Favourable Conditions for Take-Private Deals
The amalgamation of billions in dry powder, a struggling market, and the nearing Brexit deadline is a perfect recipe to execute on take-private deals, by the professionals at private equity. Dominick Mondesir, an EMEA (Europe, the Middle East and Africa) PE analyst at Pitchbook, expects the business in the private equity industry to remain sound in the long term.
He further stated the reason for the same, which is, that general partners are seeking taking advantage of the disturbed markets, across both, AIM (Alternative Investment Market) public markets and the main market.
Teachings from the 2008 Great Recession
While many comparisons with the 2008 crisis have already been made, the best private equity firms out there are certainly considering the lessons learnt from 2008. This way they can at least minimise the losses if are not thriving under this pandemic. According to the head of PE at law firm Pinsent Masons, Mr Ed Stead – “I am seeing PE firms across the globe wanting to respond fast to the current COVID crisis, compared to the pace at which financial firms responded during the 2008 crisis.”
The latest example of PE firms deploying huge sums of money soon after the pandemic slowed down a little, is KKR (top 3 PE firm worldwide). It procured a buyout deal worth £4.2bn by purchasing Viridor (Pennon Group), a UK-based waste-management firm. In fact, private equity investment professionals at KKR have been the most active in the last couple of months to invest into listed firms, thereby deploying a whopping $12.7 billion in the said time frame, as reported by Bloomberg.
For Cautious Investors, Pipe Deals Can be a Fitting Option
A pipe deal involves investments made by PE professionals in public equity, which is basically private investors buying shares of publicly-listed firms. Pipe deals are much popular among the US private equity firms, compared to UK counterparts. The US private equity industry will be undertaking 1,100 pipe deals worth USD 74.3 billion in 2020, as forecasted by PrivateRaise, a market research firm that analyses PIPEs (Private Investments in Public Equity).
Keeping that in mind, PE firms may like to target the favourable PIPE deals for some time until the pandemic fully comes to a halt, as such deals offer a much-secure middle ground.

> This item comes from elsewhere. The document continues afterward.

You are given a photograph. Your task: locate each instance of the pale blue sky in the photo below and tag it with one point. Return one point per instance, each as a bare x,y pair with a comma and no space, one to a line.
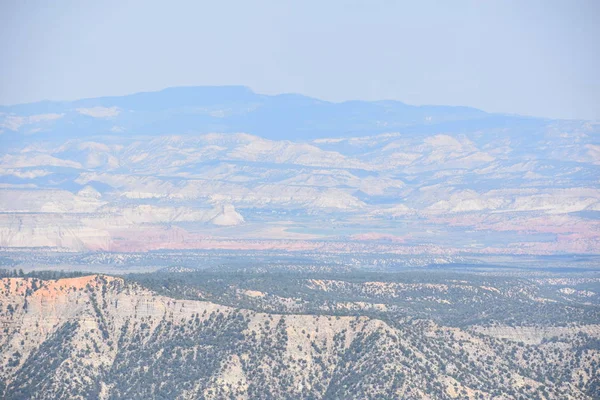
530,57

In the recent past, many UK funds have stated that while they are forced to invest into PIPE deals, it’s not to the likings of the investors. Although it’s not natural for PE firms to gravitate towards PIPE deals, the fact of the matter is that almost every company in these difficult times is in need of instant cash to support its overall operations. Remember, PIPE deals constitute extensive prospectus requisites, and restrict the discounts that can be provided.